Without this clarity, trusts risk seeing AFT status as primarily symbolic or procedural, rather than a meaningful mechanism for enabling system change.
Align national incentives and performance frameworks with population health goals
NHSE should consider:
- Reviewing and strengthening national and provider level outcome frameworks so that performance metrics consistently support prevention, neighbourhood level health and the reduction of health inequalities, thereby driving the ‘left shift’.
- Prioritising long-term population health in incentives while still supporting the government’s need to show visible improvements in core NHS services.
Participants repeatedly highlighted that organisations respond to the incentives and metrics they are measured against. Current frameworks remain heavily focused on activity, waiting times and financial balance. This alignment will be critical if AFTs are expected to prioritise population health alongside operational performance.
Enable multi-year financial planning and protect prevention investment
NHSE should consider:
- Allowing multi-year financial planning frameworks for AFTs to support long-term transformation.
- Providing mechanisms to protect prevention funding from short-term operational pressures.
- Supporting double-running periods, where new community models are developed while existing hospital services remain operational.
Trust leaders emphasised that short-term financial planning cycles and annual financial balance requirements limit investment in prevention. While these remain, financial flexibilities may have limited practical impact on prevention or health inequalities.
Strengthen system governance and clarify roles across organisations
NHSE should consider:
- Clarifying the system convening role in population health and neighbourhood transformation.
- Defining how AFT roles interact with ICBs, health and wellbeing boards and local authorities.
- Providing guidance on shared accountability frameworks for population health outcomes across organisations.

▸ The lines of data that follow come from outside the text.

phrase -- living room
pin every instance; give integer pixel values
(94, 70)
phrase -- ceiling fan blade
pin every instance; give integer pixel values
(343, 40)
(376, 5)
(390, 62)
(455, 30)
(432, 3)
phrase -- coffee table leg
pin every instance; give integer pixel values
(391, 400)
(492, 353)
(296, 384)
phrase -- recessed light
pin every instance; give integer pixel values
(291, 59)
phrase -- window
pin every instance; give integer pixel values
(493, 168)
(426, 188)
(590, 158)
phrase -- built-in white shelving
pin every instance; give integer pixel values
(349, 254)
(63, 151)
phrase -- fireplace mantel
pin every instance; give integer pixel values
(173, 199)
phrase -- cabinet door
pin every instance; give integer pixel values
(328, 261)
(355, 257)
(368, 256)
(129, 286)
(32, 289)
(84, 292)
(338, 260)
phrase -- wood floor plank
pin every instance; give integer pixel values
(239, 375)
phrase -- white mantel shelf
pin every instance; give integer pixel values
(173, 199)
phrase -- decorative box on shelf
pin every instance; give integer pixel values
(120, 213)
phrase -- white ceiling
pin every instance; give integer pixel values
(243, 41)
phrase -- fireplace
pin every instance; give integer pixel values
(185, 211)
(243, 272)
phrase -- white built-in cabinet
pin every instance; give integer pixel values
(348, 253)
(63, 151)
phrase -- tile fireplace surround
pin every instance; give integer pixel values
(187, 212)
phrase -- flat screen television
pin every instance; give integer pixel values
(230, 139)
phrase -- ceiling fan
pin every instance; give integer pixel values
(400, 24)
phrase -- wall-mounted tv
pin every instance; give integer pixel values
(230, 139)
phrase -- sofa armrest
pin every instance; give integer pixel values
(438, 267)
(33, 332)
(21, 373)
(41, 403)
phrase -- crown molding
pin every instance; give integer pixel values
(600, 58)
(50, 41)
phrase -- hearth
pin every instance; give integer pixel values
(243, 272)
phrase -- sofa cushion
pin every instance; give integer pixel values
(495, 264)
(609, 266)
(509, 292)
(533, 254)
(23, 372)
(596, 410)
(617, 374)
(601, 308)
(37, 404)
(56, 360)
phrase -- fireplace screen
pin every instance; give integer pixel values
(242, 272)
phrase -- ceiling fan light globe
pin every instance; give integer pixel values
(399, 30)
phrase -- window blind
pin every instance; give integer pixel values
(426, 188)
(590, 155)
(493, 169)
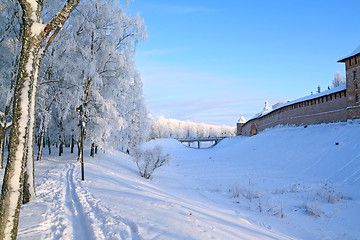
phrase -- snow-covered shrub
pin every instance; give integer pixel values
(329, 194)
(276, 209)
(147, 160)
(247, 191)
(311, 209)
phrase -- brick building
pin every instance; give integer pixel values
(336, 105)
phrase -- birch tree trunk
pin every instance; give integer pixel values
(41, 143)
(34, 34)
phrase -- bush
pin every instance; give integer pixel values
(150, 159)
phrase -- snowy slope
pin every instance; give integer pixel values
(284, 183)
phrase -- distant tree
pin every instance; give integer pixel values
(338, 80)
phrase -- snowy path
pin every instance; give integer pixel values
(74, 213)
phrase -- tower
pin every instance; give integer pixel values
(352, 66)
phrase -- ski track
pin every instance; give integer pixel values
(73, 213)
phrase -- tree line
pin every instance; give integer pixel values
(67, 73)
(172, 128)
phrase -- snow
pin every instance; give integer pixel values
(284, 183)
(242, 119)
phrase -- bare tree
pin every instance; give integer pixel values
(35, 40)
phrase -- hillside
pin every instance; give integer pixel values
(284, 183)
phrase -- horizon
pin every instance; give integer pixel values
(210, 63)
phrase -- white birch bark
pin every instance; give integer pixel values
(34, 34)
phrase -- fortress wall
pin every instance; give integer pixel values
(325, 109)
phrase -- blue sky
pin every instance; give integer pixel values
(211, 61)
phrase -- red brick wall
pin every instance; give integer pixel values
(353, 86)
(329, 108)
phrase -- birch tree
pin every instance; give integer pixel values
(36, 37)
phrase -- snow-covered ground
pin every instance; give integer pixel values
(284, 183)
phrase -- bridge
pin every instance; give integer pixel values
(216, 140)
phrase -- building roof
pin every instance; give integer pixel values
(355, 52)
(242, 119)
(303, 99)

Participants expressed uncertainty about where system leadership and decision-making responsibility sits, particularly between trusts, ICBs and other local structures. Clear system governance and accountability arrangements will help ensure AFTs support system collaboration rather than inadvertently concentrating power.
Support resource flows to primary care and voluntary sector partners
NHSE should consider:
- Enabling funding mechanisms that allow resources to flow more easily from NHS providers to community and voluntary sector partners.

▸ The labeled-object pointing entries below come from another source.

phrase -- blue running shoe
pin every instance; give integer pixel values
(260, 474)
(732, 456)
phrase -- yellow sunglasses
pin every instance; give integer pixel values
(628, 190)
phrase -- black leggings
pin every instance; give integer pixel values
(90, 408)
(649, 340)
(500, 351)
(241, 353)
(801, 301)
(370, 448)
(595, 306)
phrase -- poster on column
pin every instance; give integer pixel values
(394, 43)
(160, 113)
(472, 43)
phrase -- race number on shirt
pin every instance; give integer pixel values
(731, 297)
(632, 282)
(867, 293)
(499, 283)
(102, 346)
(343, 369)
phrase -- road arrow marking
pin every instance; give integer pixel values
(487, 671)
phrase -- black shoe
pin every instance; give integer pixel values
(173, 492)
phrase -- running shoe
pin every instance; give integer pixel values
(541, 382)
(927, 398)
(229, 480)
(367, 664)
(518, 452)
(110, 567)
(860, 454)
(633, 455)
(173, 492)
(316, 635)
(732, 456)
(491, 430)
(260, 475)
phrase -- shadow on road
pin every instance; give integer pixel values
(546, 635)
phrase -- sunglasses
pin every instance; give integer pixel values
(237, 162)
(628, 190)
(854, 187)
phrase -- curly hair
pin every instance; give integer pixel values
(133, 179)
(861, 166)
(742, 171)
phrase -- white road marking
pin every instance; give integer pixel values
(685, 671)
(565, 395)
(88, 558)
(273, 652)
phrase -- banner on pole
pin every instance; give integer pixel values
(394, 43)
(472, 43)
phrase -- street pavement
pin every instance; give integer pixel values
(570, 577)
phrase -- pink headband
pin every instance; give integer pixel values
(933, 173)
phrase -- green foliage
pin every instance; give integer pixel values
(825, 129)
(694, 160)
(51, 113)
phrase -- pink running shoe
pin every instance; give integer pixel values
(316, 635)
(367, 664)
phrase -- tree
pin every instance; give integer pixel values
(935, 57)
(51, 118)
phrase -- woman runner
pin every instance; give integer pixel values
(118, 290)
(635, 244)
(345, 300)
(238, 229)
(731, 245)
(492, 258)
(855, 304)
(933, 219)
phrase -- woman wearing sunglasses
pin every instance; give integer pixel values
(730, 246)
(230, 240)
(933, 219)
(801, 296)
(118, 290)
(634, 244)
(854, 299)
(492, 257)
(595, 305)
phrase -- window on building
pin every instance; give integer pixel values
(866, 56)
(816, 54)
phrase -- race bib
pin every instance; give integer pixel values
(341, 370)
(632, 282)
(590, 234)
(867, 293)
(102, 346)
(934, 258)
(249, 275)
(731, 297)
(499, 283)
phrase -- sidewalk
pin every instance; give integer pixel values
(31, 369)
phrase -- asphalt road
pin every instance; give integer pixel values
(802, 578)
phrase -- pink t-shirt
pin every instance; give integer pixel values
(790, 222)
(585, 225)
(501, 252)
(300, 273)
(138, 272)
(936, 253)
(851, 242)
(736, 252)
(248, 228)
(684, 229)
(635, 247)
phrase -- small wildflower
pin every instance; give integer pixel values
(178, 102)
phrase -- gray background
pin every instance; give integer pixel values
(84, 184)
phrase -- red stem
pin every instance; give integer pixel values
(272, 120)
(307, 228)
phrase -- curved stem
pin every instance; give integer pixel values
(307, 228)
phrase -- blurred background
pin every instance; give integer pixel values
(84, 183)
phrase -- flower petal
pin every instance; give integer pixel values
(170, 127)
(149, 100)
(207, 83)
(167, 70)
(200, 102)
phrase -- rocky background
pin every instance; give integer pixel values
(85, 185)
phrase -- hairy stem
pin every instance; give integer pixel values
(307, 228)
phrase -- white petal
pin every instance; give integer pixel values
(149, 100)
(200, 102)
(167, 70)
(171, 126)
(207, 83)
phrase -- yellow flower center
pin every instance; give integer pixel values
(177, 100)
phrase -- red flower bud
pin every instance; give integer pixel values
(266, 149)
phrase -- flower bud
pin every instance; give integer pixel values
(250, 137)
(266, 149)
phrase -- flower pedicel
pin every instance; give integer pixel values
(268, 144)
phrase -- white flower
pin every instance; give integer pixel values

- Supporting longer-term funding arrangements for voluntary organisations to sustain prevention programmes.
- Encouraging collaborative commissioning models that involve primary care and community partners from the outset.
Trust leaders consistently emphasised that primary care and voluntary/community organisations are central to delivering prevention and addressing inequalities. This will help ensure prevention investment reaches the organisations closest to local communities.
Learn from the experience of the foundation trust model
NHSE should consider:
- Setting out a clear, long-term intent for local autonomy and maintaining an ongoing commitment to enabling provider and system level freedoms. This clarity and consistency are essential to prevent the dilution of autonomy and to ensure that freedoms translate into meaningful improvements.
- Reviewing how previous incentives drove organisational growth over collaboration in some cases, and ensuring the AFT model avoids incentives that prioritise organisational performance at the expense of system outcomes.
Members highlighted important lessons from the foundation trust reforms. Applying these lessons will help ensure the AFT model supports system-wide improvement rather than organisational competition.
Conclusion
NHS provider boards are committed to shifting towards prevention and improving population health. It is essential that the legal framework, new operating model, commissioning approach, financial flows, incentives and performance management systems fully support and recognise organisations in delivering this.